A second increment binds Dragos's asset-inventory module to the PUF-rooted identity, so that the Platform's view of "what is on the network" is anchored to cryptographic identity rather than to inferred fingerprints alone. A third increment exposes SBOM-attestation status as a first-class Dragos detection, allowing analysts to see firmware drift and unsigned-firmware events alongside protocol-layer alerts. Each increment is incremental, non-disruptive to existing Dragos deployments, and provides immediate operational value to customers under NERC CIP, NIS2, or TSA reporting obligations.

Commercial

Dragos competes against Claroty, Nozomi Networks, Tenable OT Security, and Microsoft Defender for IoT in a market that is rapidly maturing from threat-detection-only into evidence-grade compliance reporting. The vendors that win the next cycle will be those that can produce cryptographic, audit-defensible claims about fleet health rather than narrative-grade observations derived from passive monitoring. Adding a device-integrity attestation layer positions Dragos to lead that transition, and to defend its premium pricing against lower-cost detection-only entrants.

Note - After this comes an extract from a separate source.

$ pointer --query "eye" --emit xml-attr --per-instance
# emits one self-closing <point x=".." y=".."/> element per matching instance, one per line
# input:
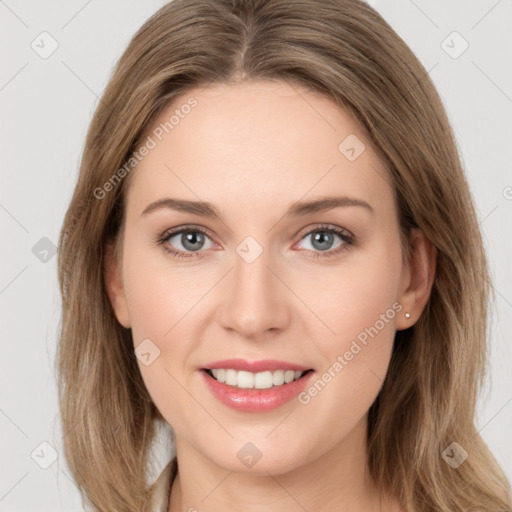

For Dragos's customers — utilities, pipeline operators, water authorities, large manufacturers — the commercial value is a measurable reduction in the cost of compliance evidence generation and in the residual cyber-insurance premium attached to OT estates. Insurers underwriting critical-infrastructure cyber risk are increasingly demanding attestation-grade evidence, and a Dragos deployment that natively emits such evidence is materially more valuable than one that does not.

Licensing Implication

The health-monitoring primitive is offered as a licensable architectural substrate suitable for integration into vendor platforms such as the Dragos Platform, with field-of-use and OEM-distribution terms designed to support cross-vendor fleet composition. Licensing into Dragos secures freedom-to-operate for the integrated product, preserves the primitive's cross-vendor neutrality, and provides Dragos with a defensible attestation layer that competing OT-security platforms cannot trivially replicate. The licensing posture is explicitly non-exclusive at the OEM tier, which preserves the cross-vendor fleet-health claim that is the primitive's central commercial proposition.